Ok, so we looked at some research done about tree generation.
Now one or two articles about some 3d techniques, which might at first glance be seen as irelevant to trees,
but you will see how it is relevant when I will discus blobmesh (metaballs, implicit surfaces) in tree generation.
So as we all know implicit surfaces solutions result ugly mesh topology, and here is a nice idea how to make topology “right”.

*(if my short overview of this paper is unclear, please have a look at original paper, sins i am not a mathematician, some stuff is hard to understand for me too.)


One problem in 3-dimensional modeling for animation and film special defects is mesh topology. In order to correctly animate surfaces which undergo morphing transformations, the topology of the mesh, in other words the structure of polygons and the way they are interconnected, must be correct. This means it must follow certain rules or requirements. One of the requirements is to have a mesh which consist of quads polygons, rather then triangular polygons. This brings up another important term in 3-dimensional animation and modeling which is edge loops. This term is not scientific and used by modelers.

The edge loop is not exactly a technical term, but rather jargon used by artists. It is hard to determine what is an edge loop and what is not. The edge loop is a certain way polygons are arranged together. The idea is that the main visual or underlying structures of an object which is being modeled would be represented in a polygon arrangement. The polygons no longer define only the surface approximation of an object, but also reflect the biological or mechanical underlying structures of the represented object. When an object is animated it deforms, and in order for the object to deform realistically its structures (polygonal in this case) must represent the structures and movement which exist in real object. For example, a correct mesh topology of a human body should contain polygons which represent an approximation of the human body’s volume correctly, and the way the polygons are interconnected should represent the main muscle structures. This method provides more realistic human body animation, due to the more convincing muscle movements.

When 3-dimensional objects are scanned from real life objects and usually outputted from a 3d-scanner, the mesh is irregular and does not form or represent any certain structure. The vertexes in the mesh are distributed more or less equally along the complete surface. In film or animation, such objects are usually modeled manually (Boudon 2006). The scan is used only as a reference, and the modeler has to create an object from scratch, while creating a correct mesh topology. In other words, the scanner scans only the surface without any real ability to interpret inner structures of that object.

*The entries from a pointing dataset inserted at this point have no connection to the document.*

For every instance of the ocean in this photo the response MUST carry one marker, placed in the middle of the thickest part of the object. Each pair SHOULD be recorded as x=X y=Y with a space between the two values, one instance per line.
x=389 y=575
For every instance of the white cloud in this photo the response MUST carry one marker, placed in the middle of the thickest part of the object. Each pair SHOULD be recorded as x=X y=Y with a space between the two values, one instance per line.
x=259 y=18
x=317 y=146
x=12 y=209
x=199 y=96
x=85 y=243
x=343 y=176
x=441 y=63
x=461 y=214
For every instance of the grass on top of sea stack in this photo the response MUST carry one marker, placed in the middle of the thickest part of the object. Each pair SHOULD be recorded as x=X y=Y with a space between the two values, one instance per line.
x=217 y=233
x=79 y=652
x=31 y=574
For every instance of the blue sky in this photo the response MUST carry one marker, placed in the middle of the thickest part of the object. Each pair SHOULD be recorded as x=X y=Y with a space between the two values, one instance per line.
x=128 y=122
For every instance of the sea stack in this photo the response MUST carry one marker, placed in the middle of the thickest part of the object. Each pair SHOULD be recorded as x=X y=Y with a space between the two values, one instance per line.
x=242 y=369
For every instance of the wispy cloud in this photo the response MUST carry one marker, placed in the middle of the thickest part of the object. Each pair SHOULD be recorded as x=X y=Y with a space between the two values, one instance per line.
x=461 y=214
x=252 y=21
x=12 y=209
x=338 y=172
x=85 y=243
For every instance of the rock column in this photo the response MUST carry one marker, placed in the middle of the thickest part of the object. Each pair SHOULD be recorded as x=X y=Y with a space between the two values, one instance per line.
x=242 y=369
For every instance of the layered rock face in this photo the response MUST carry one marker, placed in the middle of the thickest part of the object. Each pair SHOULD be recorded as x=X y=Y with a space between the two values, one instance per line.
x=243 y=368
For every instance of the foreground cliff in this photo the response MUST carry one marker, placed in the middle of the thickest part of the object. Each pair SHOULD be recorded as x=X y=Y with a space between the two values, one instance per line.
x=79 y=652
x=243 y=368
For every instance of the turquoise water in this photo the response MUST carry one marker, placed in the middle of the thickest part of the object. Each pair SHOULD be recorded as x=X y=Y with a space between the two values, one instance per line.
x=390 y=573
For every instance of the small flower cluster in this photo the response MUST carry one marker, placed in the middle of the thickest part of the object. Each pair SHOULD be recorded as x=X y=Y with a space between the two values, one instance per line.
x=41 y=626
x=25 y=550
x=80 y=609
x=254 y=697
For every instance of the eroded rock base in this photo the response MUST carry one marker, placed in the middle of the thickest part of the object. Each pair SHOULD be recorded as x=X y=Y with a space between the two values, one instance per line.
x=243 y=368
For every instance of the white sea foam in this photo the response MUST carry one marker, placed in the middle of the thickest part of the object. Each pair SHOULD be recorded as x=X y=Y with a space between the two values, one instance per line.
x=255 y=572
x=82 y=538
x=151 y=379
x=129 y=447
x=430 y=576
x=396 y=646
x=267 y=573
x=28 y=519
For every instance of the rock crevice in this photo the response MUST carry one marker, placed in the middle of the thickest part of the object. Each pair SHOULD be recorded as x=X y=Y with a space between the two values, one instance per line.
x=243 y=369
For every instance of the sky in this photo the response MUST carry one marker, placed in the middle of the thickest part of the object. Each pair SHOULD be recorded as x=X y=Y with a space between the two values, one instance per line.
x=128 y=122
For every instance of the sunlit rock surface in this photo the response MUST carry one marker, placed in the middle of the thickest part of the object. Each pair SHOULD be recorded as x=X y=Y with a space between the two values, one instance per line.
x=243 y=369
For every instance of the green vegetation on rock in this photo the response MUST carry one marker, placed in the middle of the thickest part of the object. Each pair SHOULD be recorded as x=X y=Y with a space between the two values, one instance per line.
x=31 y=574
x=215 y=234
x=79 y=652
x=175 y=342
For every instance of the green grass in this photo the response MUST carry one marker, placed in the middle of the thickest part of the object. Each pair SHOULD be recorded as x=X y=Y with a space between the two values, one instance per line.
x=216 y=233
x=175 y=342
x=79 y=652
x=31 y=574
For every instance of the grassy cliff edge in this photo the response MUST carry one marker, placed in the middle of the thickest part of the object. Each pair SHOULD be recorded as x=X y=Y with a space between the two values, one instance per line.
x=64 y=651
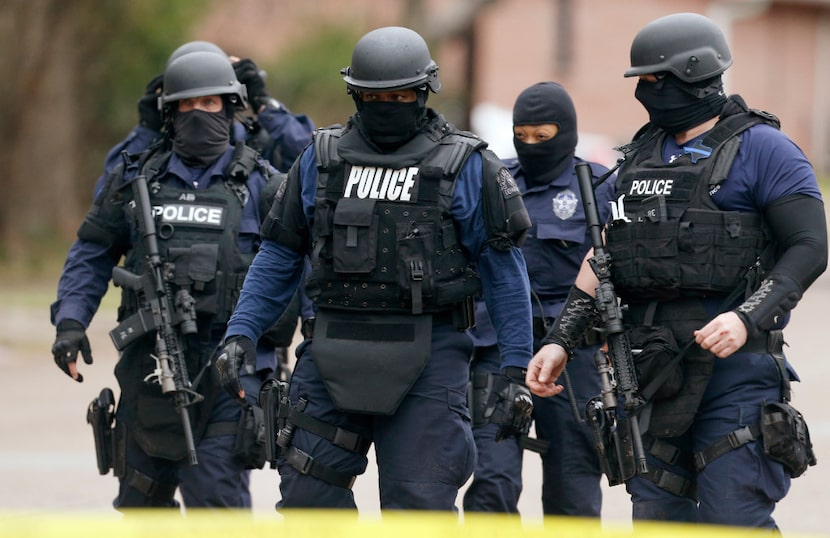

Figure 25 illustrates this.

The same problem exists with implicit surfaces, since implicit surface polygonisation topology of a mesh is quite messy and it is very hard to animate such surfaces, unless they are polygonised for each and every single frame separately (see section 2.2.4, for a short description of implicit surfaces).

Some very interesting research has been done concerning Anisotropic Polygonal remeshing, or in other words retopologisation of polygonal meshes by Alliez, Cohen-Steiner, Devillers, L’evy and Desburn. In their paper “Anisotropic Polygonal remeshing”, the authors propose a method to correct bad or irregular mesh topology (Alliez et al. 2003).

This method employs natural anisotropy meaning dependent on the direction of a given surface and tries to mimic the way an artist would create a 3 dimensional object by using the minimum number of surface elements to create a detailed surface (Alliez et al. 2003). They developed an algorithm which inputs the existing mesh, and estimates the directional fields of a given surface at each vertex. Then using the calculation of the directional fields, the algorithm estimates the minimum amount of curves necessary. Meanwhile, the algorithm creates curves which are always parallel in order to create an effective mesh topology. In the intersection of the curves, the algorithm then generates vertices. After that algorithm generates a mesh using the created vertices and direction curves as guidelines (Alliez et al. 2003).

Anisotropic Polygonal RemeshingFig 25. Picture taken from: Pierre Alliez, David Cohen-Steiner, Olivier Devillers, Bruno Lévy, and Mathieu Desbrun 2003. Anisotropic Polygonal Remeshing. ACM SIGGRAPH 2003 Papers SIGGRAPH ’03, Volume 22 Issue 3

As shown in figure 25, the overall surface shape of the model remains the same, but the number of elements dramatically decreases. Also the topology of the mesh is much better and resembles one which one would expect was created manually. This method is very valuable in 3-dimensional modeling and could potentially serve for re-meshing virtual models generated by 3-dimensional scanners or irregular mesh topologies created by implicit surface polygonisation.